MPIDR Working Paper
Educational tracking and the polygenic prediction of education
MPIDR Working Paper WP-2023-015, 48 pages.
Rostock, Max Planck Institute for Demographic Research (April 2023)
Although it is well known that individuals’ genetics relate to their educational attainment, our understanding of how this may vary across differing educational institutional contexts is limited. In an educational system that does not separate students into different tracks early on, individuals’ unique skills and interests may have more time to manifest, which could potentially strengthen the genetic prediction of education.
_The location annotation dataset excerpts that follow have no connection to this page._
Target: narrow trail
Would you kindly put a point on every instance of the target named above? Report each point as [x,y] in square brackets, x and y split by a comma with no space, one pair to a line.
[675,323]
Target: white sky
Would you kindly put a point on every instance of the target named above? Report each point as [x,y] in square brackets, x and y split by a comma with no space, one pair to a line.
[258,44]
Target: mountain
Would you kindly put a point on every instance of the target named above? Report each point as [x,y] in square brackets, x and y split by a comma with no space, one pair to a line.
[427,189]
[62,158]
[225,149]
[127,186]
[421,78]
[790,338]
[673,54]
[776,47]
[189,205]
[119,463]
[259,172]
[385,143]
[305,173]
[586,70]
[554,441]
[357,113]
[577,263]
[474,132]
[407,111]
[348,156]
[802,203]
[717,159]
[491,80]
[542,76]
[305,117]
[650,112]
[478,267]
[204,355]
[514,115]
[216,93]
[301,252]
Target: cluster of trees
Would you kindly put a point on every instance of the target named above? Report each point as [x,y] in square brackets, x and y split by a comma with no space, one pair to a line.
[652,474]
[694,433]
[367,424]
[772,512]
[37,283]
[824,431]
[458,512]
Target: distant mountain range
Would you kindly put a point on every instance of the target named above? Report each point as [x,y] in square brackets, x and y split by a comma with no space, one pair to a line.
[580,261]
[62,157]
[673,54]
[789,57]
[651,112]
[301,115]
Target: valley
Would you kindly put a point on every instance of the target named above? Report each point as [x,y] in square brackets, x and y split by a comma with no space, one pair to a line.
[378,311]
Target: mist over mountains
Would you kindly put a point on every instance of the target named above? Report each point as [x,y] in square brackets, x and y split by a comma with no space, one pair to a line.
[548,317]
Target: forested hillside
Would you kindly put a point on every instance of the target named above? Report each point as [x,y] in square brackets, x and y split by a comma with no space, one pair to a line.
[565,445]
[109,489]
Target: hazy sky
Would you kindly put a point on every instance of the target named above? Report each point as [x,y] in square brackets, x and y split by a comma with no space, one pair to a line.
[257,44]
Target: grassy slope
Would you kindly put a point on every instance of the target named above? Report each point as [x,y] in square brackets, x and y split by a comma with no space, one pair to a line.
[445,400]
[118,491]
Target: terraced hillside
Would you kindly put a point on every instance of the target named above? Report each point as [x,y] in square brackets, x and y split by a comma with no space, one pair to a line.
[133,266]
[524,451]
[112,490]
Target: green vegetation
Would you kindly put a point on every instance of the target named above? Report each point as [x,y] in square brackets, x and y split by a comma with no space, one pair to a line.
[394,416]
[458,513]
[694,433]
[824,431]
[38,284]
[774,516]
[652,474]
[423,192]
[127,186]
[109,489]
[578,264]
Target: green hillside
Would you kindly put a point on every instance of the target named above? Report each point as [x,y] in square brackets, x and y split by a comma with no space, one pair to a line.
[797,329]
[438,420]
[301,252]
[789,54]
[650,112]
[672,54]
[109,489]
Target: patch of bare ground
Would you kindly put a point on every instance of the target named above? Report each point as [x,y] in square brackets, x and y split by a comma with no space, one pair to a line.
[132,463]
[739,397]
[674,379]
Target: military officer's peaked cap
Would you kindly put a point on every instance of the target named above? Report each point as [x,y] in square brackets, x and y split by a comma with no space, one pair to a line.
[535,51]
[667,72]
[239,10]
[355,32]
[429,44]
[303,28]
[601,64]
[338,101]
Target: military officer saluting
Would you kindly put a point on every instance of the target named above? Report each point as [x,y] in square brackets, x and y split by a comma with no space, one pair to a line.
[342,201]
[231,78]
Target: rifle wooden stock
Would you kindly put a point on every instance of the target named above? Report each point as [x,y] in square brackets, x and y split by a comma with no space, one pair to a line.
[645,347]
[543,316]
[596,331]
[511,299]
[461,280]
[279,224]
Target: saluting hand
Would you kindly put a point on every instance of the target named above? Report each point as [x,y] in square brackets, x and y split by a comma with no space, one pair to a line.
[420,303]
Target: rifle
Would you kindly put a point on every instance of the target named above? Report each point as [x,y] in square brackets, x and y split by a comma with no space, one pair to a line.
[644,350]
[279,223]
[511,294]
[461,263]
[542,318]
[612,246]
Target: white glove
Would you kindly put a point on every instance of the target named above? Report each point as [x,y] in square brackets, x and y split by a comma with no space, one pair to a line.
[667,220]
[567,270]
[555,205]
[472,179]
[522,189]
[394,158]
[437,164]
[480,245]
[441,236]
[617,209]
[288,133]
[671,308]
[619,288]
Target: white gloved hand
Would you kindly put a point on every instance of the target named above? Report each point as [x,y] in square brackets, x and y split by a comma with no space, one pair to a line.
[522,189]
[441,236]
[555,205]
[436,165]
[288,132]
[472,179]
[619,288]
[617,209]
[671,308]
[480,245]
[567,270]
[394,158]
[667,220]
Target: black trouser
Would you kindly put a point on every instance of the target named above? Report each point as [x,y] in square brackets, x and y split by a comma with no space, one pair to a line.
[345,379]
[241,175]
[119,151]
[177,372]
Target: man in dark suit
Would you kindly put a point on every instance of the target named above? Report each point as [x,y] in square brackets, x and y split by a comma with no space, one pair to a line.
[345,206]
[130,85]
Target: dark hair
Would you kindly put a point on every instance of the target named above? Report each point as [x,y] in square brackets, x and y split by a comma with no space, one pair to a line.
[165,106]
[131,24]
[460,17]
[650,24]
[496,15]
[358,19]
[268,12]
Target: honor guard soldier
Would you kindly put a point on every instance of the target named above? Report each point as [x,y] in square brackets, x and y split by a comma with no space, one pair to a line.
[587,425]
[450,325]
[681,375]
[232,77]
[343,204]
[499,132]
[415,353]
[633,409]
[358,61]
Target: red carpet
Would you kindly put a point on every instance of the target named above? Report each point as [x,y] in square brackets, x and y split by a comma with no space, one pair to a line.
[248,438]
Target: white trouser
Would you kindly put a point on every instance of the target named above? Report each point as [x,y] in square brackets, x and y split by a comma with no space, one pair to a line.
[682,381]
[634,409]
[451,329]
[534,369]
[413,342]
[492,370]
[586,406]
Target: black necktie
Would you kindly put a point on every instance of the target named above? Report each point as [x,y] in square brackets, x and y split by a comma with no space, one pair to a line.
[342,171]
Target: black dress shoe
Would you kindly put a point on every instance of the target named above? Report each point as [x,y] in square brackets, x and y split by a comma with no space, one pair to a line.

We test such a hypothesis exploiting the natural experiment of the Finnish comprehensive school reform employed gradually and regionally across the country between 1972 and 1977, using genetically informed population-representative surveys linked to data from administrative registers. We observed that the genetic prediction of education was stronger after the reform by one-third among men and those coming from low-educated families. We observed no evidence for reform effects among women or those from high-educated families. The increase in genetic prediction was particularly pronounced among the first cohort experiencing the new system. From the perspective of genetic prediction, the reform to a more universalist curriculum was successful in promoting equality of opportunity. The results also highlight the potential of various turbulent circumstances – such as puberty or ongoing restructuring of institutional practices – in magnifying genetic effects.